Soon after we arrived I invested in four pups. I paid the mission interpreter, Mr. Sinclair, £2 sterling for the pups on condition that he fed them until they were one year old.
In the meantime, for the first winter, Mr. Sinclair kindly lent me some of his dogs. Everybody had dogs, and my pups promised to make a good train when they grew.
All my boy pupils were great "dog-drivers." Many a Saturday morning, bright and early, my boys would rendezvous at the Mission, and we would start with staked wood-sleighs across the lake or up the river to the nearest dry wood bluff.
This, in my time, was three or four miles away, and what a string we would make—twenty-five or thirty boys of us, each with three or four dogs, all these hitched tandem; bells ringing, boys shouting, whips cracking, dogs yelping—away we would fly as fast as we could drive. What cared we for cold or storm!
When we reached the wood we would race as to who could chop and split and load first. What shouting and laughter and fun! and, when all were loaded, back across the ice as fast as we could go, all running.

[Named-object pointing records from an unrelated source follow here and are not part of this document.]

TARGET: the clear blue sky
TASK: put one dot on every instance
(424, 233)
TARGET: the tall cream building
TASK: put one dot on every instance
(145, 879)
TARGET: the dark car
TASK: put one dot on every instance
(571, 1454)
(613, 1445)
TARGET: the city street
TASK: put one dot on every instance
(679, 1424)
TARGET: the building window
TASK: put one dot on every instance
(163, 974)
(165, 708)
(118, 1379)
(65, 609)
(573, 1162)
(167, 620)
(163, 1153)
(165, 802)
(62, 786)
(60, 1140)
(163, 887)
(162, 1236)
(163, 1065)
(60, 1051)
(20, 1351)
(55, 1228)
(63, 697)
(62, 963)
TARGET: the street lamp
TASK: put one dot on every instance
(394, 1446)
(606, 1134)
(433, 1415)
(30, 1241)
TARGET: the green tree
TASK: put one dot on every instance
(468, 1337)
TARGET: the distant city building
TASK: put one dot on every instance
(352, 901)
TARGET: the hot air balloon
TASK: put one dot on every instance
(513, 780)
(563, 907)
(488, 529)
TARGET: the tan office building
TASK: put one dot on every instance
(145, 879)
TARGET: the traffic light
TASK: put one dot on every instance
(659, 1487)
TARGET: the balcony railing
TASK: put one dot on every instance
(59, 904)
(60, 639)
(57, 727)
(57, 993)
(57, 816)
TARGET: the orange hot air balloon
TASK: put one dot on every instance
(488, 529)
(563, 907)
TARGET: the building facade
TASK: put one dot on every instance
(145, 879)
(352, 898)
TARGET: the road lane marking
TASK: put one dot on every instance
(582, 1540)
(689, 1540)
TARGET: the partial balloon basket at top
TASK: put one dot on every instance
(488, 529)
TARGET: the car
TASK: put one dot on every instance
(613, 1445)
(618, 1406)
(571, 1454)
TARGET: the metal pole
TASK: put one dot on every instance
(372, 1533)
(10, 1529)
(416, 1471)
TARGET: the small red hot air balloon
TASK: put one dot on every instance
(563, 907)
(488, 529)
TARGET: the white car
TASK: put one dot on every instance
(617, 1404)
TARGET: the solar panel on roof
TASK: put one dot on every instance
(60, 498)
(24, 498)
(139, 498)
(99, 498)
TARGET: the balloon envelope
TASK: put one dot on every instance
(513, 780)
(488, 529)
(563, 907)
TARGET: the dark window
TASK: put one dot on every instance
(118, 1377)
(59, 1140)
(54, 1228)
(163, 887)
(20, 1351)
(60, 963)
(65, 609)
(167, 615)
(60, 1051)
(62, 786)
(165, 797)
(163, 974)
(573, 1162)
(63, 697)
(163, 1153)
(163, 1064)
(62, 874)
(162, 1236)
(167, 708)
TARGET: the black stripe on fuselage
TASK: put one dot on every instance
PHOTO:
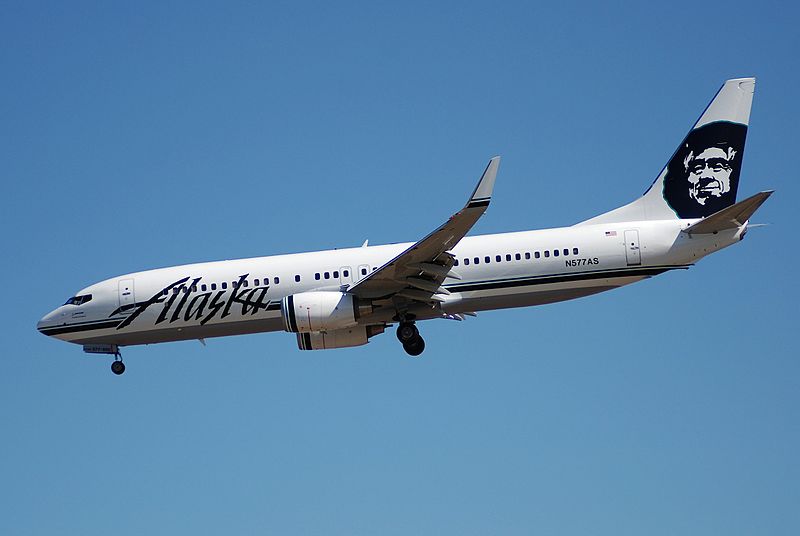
(559, 278)
(84, 326)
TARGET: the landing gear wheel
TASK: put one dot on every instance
(407, 332)
(415, 346)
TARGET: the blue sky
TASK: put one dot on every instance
(140, 135)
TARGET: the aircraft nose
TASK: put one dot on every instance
(47, 321)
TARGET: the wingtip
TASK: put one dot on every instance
(483, 191)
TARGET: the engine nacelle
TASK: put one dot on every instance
(338, 338)
(321, 311)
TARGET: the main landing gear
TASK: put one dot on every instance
(408, 334)
(118, 367)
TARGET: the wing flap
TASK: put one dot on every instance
(429, 261)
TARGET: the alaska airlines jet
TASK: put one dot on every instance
(341, 298)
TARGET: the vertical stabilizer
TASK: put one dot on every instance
(702, 177)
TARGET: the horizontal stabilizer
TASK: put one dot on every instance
(731, 217)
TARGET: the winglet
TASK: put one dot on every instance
(483, 191)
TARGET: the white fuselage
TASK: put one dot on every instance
(213, 299)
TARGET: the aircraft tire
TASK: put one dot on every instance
(407, 332)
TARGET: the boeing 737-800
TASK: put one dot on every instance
(341, 298)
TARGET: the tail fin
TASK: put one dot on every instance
(702, 177)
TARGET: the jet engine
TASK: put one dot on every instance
(321, 311)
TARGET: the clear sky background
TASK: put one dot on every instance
(138, 135)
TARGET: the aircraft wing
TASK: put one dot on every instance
(418, 272)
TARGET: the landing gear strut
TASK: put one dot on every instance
(408, 334)
(118, 367)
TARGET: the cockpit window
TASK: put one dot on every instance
(79, 300)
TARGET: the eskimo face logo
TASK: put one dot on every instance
(709, 173)
(703, 176)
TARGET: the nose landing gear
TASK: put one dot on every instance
(408, 335)
(118, 367)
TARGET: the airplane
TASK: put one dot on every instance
(344, 297)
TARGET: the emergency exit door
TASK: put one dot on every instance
(632, 252)
(127, 298)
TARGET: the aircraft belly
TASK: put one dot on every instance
(174, 333)
(483, 300)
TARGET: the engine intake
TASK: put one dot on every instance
(321, 311)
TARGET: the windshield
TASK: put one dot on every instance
(79, 300)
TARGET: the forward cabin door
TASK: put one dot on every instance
(632, 252)
(127, 298)
(345, 275)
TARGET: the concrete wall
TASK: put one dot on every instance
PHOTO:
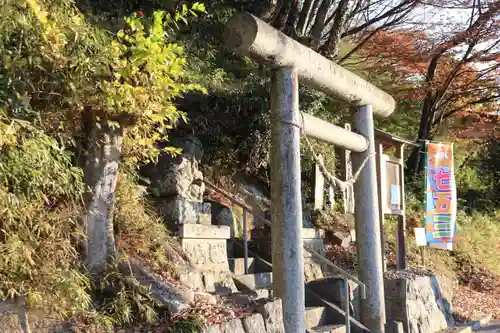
(421, 303)
(267, 319)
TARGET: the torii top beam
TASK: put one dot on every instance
(248, 35)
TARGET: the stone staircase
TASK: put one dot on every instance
(322, 314)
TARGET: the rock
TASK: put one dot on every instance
(180, 175)
(208, 298)
(174, 298)
(272, 313)
(254, 324)
(213, 329)
(415, 299)
(392, 326)
(224, 216)
(340, 238)
(233, 326)
(183, 211)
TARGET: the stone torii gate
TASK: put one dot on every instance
(290, 60)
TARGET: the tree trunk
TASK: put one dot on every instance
(319, 24)
(100, 174)
(331, 47)
(414, 163)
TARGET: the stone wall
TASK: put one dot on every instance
(313, 238)
(267, 319)
(421, 303)
(206, 248)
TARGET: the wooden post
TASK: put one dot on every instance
(401, 229)
(380, 189)
(288, 257)
(368, 227)
(345, 173)
(319, 186)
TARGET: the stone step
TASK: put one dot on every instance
(315, 316)
(328, 329)
(256, 281)
(237, 265)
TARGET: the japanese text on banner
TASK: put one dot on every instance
(441, 202)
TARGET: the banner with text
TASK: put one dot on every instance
(441, 196)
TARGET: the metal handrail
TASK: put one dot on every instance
(345, 275)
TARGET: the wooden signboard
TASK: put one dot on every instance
(392, 185)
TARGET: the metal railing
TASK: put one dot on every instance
(345, 275)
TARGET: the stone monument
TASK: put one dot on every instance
(178, 182)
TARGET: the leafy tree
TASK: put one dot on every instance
(452, 74)
(79, 104)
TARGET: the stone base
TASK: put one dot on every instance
(182, 211)
(421, 303)
(312, 237)
(205, 246)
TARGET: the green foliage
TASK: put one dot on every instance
(139, 232)
(191, 325)
(124, 300)
(39, 212)
(58, 72)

Then we would pile our wood at the schoolhouse or church, and, again agreeing to meet at the mission house in the afternoon, away home to their dinner my boys would drive, and by and by turn up, this time with flat sleds or toboggans; and now we would race across to the Hudson's Bay Company's fort, every man for himself, and when we got there we would challenge the Company's employees to a game of foot-ball, for this was the national game of the North-West, and my boys were hard to beat.